Everything else is negotiable.....arm strength, foot speed, height, size....all of that can be adapted to, but without leadership, I do not care, it won't work.
Why? Other than just football history and convention, is there any reason that the QB position need be a leadership position at the HS level. At the NFL level, or if your offense at a lower level operates with enough sophistication that the the qualities necessary to be successful generally would equate to being a leader.
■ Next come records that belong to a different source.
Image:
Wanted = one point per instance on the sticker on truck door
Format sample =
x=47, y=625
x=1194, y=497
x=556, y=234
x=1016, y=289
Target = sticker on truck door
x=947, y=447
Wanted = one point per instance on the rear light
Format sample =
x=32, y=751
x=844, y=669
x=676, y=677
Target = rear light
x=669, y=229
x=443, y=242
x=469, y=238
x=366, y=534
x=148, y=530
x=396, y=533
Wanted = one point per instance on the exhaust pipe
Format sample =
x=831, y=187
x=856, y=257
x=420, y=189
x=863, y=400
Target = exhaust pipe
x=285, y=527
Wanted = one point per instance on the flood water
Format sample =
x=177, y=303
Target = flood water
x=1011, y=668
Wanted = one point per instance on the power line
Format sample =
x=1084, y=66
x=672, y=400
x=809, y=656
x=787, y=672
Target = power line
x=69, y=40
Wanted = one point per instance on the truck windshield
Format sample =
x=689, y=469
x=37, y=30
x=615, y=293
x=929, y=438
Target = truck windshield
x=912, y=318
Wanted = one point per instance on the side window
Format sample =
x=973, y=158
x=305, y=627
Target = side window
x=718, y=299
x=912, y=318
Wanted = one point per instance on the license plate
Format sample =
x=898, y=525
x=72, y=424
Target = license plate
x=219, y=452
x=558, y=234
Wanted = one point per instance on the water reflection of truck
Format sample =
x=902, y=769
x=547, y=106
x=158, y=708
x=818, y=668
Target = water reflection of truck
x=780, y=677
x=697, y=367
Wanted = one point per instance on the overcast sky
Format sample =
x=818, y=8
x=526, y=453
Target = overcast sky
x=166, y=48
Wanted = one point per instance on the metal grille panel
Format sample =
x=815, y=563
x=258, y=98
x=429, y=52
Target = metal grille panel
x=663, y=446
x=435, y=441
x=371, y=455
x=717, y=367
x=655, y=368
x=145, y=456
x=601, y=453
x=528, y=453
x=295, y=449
But for other systems used at the HS level couldn't that leadership flow from another position and the QB just be responsible for correctly executing his responsibility.
So I feel like we will end up arguing about semantics.
And I am anti-semantics, which doesn't mean I deny the Holocaust.
Hopefully folks get that joke......and now to my point:
The idea of "correctly executing his responsibility" is something we want everyone to do. It is the assignment and technique and responsibilities that each player has on each play.
My definition of leadership would be something along the lines of "correctly executing his responsibility when the chit hits the fan".
True leadership is the ability to refocus, to fight back, and to not let the last play linger and ruin the next one, in my opinion.
I think about Ohio State versus Oregon in the CFP this past season. Several times Oregon would have an explosive play, just rip off 20-30 yards and then be right back on the ball ready to push the tempo and go.
Ohio State did such a good job of treating each play as a competition to be won, not worried about the previous outcome, or the pending touchdown assault. They were so successful that night stopping drives after big plays.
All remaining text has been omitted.